To qualify for medical marijuana under A457, the patient’s PTSD symptoms would have to be “resistant to conventional medical therapy, which generally combines psychotherapy with antidepressants and anti-anxiety medications,” the bill states.
Patients would also need to meet existing requirements for the state’s medical marijuana program as well, including obtaining certification of the patient’s health condition from a physician with whom the patient has a bona fide physician-patient relationship. Also, the patient must be a resident of New Jersey.

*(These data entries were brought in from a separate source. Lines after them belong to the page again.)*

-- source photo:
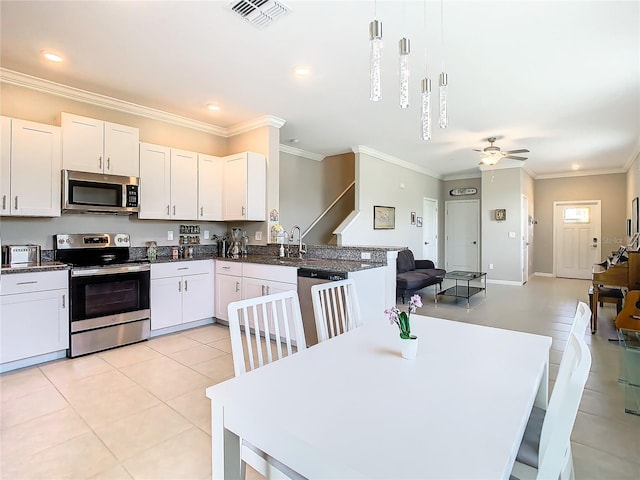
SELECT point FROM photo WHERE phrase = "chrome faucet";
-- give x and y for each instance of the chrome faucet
(301, 250)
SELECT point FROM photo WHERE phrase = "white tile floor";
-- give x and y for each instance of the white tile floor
(141, 412)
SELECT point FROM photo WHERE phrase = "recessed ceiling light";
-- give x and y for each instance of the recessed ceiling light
(302, 70)
(53, 57)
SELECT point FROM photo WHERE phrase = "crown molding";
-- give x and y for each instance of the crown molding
(46, 86)
(394, 160)
(301, 153)
(247, 126)
(585, 173)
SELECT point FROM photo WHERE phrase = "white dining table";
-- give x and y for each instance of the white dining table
(352, 407)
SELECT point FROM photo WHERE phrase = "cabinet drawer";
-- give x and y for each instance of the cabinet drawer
(177, 269)
(271, 272)
(228, 268)
(33, 282)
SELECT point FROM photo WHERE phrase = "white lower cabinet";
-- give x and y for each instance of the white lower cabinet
(228, 286)
(34, 314)
(181, 292)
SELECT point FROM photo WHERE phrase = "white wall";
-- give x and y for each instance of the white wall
(378, 182)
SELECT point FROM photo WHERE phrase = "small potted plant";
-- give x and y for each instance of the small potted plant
(401, 319)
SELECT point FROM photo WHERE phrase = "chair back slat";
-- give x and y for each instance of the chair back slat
(335, 307)
(266, 323)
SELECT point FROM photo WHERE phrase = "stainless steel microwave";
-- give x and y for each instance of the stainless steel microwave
(84, 192)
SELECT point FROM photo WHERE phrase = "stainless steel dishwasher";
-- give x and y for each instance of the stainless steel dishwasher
(307, 277)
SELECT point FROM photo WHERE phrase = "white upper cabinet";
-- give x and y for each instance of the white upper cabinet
(30, 169)
(91, 145)
(155, 182)
(209, 187)
(184, 185)
(244, 188)
(168, 183)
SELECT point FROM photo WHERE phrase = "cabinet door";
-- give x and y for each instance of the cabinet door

Currently, patients suffering from the following conditions are eligible for medical cannabis in New Jersey:
- one of the following conditions, if resistant to conventional medical therapy: seizure disorder, including epilepsy; intractable skeletal muscular spasticity; or glaucoma;
- one of the following conditions, if severe or chronic pain, severe nausea or vomiting, cachexia, or wasting syndrome results from the condition or treatment thereof: positive status for human immunodeficiency virus; acquired immune deficiency syndrome; or cancer;
- amyotrophic lateral sclerosis, multiple sclerosis, terminal cancer, muscular dystrophy, or inflammatory bowel disease, including Crohn’s disease;
- terminal illness, if the physician has determined a prognosis of less than 12 months of life.
Senate to Vote on Identical Companion Bill
Assembly Bill 457 now moves to the Senate for consideration, where an identical companion bill, Senate Bill S2345, was approved by the Senate Health, Human Services and Senior Citizens Committee on Thursday.
S2345 will now go to the floor of the Senate for a vote, where it is expected to pass. The vote could come as early as this afternoon, and is expected within coming days.
Because the language of the joint legislation is identical, approval by the Senate of their proposal would send the twin measures to Gov. Christie for final approval.
“Given PTSD’s prevalent and debilitating nature, we should be doing whatever we can to help victims cope and overcome it.” – Assemblyman Reed Gusciora
If passed by both chambers, it remains unclear if pot prohibitionist Chris Christie will sign the bill into law or veto it. The governor has expressed many times that he opposes expanding the state’s medical marijuana program.
New Jersey is home to an estimated 480,000 veterans. It is believed that as many as 20 percent of veterans in New Jersey suffer from PTSD.
“Statistics show that roughly one out of five military personnel deployed in Iraq and Afghanistan have experienced PTSD,” said bill co-sponsor Assemblyman Reed Gusciora (D-Mercer/Hunterdon). “Meanwhile, medical marijuana has been reported to alleviate many of the debilitating side effects of PTSD without the anesthetizing quality of many traditional medications. Given PTSD’s prevalent and debilitating nature, we should be doing whatever we can to help victims cope and overcome it.”
New Jersey lawmakers are also considering a separate proposal that would allow women with severe menstrual pain to qualify for medical marijuana use in the state.